Sans-a-Belt Batman

In 1959, the fashion world was assaulted by the revolutionary pants concept known simply as "Sansabelt", meaning slacks with elastic waistbands sewn in so fatties like me could wear pants without a belt. I can only think that Azrael, who took over when Batman's back was broken, is the heir to the vast Sansabelt fortune, because that's the only way I can make any sort of sense out of this outfit:

Clearly, he not only has a belt, he has a huge yellow pouchy belt full of pouchy pouchiness. How he ever gets anything out of the pouch in the small of his back, I don't know.
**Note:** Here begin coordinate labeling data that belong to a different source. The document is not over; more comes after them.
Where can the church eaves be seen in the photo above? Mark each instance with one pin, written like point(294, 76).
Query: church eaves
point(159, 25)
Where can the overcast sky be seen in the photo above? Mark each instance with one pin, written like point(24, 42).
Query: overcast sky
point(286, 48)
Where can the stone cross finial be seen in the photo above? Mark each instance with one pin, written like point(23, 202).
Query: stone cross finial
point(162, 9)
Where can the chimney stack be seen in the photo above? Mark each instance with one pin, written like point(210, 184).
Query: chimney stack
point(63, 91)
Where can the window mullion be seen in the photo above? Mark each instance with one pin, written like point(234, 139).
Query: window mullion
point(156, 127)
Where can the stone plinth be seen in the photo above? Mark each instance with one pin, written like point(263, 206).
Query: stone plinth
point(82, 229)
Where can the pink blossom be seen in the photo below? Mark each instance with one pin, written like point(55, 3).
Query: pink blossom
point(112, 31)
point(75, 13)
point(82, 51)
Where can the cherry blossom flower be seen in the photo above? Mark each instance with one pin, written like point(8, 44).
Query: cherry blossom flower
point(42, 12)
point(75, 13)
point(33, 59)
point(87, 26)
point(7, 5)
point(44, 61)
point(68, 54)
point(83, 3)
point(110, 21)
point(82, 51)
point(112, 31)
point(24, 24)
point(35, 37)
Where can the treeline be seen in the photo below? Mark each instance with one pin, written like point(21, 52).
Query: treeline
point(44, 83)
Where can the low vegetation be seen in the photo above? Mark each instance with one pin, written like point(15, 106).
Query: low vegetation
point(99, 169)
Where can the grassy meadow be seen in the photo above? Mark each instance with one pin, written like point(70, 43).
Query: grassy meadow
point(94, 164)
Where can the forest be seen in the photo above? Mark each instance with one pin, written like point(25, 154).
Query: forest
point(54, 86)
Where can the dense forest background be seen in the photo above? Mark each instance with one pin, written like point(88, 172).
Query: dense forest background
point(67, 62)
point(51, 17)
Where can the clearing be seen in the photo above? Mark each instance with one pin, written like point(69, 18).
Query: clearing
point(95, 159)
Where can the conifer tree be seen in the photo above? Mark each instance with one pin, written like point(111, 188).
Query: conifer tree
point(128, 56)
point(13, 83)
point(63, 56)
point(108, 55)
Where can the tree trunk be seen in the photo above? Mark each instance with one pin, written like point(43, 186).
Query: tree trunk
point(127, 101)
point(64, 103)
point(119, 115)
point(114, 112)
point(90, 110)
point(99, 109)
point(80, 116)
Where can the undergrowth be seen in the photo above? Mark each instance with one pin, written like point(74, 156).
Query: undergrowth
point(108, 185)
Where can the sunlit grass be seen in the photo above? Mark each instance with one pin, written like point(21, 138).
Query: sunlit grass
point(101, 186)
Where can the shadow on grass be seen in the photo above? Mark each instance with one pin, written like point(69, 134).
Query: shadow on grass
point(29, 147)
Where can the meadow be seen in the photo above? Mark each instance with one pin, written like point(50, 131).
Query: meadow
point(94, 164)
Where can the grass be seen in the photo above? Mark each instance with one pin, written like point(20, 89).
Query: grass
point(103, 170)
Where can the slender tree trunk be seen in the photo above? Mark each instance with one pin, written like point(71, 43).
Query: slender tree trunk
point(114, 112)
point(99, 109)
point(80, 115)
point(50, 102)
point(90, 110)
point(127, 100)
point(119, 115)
So this isn't your classic Sansabelt treatment, but one simple fact, I believe, puts it in that realm -- there's no buckle. Not only no buckle, but literally nothing but his rock-hard abs holding that sucker in place.

That raises the deep philosophical question of whether a belt is a belt if there's no buckle. How much of the requisite belt components can be missing before something stops being a belt? And how many divinely inspired Bat agents of death can dress up in ridiculous outfits without killing sales?

These are the kinds of issues that keep us deep thinking comics writers up at night, folks.

Now, I realize that the more literal of you will say something like "Duh, Jeff, the belt is bolted onto the armor." Which would cause me to reply, "Why would any sane person do that?" What's the point of a belt if not to hold your pants up? Were the thigh pouches not sufficient for holding the keys to the Batmobile?

Look, I get that this was a one-off kind of a thing, a temporary substitute Batman for a specific kind of character and time. But this whole thing is just silly looking. From the massive neck armor to the ridiculous wristless gloves to the hippy-dippy floppy-poppy leg streamers to the massive shoulder armor leading down to a completely unprotected crotch, this ensemble is nothing more than an ode to the excesses of the Nineties in super hero costume design. "Make it armored! And EXTREME! With pointy bits and pouches!!"

Ugh. I bet Bruce Wayne healed his back just so he could have the privilege of getting back into a decent costume and kicking this guy's ass for spoiling a hitherto uninterrupted string of sartorial success.